"What do they want, pray?" Gabriel softly asked La Renaudie.
"I am afraid that they don't want anything," was the baron's reply.
At that moment the advocate Des Avenelles asked a hearing.
"This is their man, I fancy," La Renaudie remarked. "Des Avenelles is my host when I am in Paris,—an honest and sagacious fellow, but too cautious, almost to timidity even. His word will be law with them."
Des Avenelles from the beginning justified La Renaudie's prediction.
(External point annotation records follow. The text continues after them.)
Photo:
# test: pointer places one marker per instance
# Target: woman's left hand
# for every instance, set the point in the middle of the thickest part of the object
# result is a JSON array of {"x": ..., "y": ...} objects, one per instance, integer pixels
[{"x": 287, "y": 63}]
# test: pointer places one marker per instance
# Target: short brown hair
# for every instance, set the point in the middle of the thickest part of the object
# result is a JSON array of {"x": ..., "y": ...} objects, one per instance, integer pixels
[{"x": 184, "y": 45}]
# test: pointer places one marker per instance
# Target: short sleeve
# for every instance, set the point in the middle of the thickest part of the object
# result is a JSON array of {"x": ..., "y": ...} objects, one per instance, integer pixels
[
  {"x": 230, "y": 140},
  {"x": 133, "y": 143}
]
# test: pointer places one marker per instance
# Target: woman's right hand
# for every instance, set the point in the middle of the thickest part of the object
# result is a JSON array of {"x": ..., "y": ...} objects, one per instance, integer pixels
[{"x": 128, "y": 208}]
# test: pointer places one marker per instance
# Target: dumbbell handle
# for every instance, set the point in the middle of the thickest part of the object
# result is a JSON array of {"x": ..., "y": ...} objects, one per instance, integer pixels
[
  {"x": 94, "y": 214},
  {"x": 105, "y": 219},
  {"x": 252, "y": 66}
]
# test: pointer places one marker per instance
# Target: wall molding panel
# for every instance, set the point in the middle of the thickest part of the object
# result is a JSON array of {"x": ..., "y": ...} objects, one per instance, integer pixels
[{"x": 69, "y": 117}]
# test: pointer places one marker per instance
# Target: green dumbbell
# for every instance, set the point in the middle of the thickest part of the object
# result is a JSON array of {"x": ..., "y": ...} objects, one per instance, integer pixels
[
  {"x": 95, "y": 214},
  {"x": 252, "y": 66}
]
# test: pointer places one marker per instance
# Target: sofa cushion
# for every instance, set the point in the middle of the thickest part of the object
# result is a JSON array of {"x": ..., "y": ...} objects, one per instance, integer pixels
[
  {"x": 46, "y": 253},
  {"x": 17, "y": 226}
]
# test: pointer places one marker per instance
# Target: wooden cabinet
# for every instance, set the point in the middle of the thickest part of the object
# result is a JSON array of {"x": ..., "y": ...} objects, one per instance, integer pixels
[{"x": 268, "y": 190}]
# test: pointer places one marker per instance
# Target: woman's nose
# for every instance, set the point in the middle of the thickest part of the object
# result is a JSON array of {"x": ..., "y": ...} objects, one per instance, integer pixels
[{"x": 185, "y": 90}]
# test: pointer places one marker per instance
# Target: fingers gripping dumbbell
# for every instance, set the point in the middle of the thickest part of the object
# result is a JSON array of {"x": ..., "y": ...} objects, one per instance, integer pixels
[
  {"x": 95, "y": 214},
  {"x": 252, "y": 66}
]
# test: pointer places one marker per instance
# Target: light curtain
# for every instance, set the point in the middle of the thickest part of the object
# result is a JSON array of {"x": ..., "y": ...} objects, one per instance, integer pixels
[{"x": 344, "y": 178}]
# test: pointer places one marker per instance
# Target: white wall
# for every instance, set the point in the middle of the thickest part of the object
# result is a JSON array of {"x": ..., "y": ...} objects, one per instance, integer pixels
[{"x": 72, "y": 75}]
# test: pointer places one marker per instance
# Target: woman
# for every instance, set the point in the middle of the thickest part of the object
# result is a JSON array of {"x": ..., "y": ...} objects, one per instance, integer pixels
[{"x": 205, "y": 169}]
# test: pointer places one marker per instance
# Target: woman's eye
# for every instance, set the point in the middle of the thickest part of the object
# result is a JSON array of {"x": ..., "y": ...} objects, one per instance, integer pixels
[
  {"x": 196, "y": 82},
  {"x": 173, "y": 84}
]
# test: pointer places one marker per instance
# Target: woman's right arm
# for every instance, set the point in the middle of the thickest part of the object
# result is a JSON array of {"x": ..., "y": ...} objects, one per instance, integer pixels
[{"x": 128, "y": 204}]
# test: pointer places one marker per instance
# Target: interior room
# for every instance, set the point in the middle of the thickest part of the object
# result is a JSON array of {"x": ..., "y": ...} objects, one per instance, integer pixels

Said he: "We have listened to many bold and even audacious words; but has the moment really arrived to utter them? Are we not going a little too fast? We are shown a very worthy and lofty purpose, but not a word is said as to the means of attaining it. They must needs be criminal. My heart is more oppressed by the severities to which we are subjected than that of any other member of this assemblage. But when we have so many prejudices to overcome, should we add to the burden by casting upon the cause of our religion the odium of an assassination?—yes, of an assassination; for you cannot obtain by any other means the result which you dare to propose."
Des Avenelles was interrupted by almost unanimous applause.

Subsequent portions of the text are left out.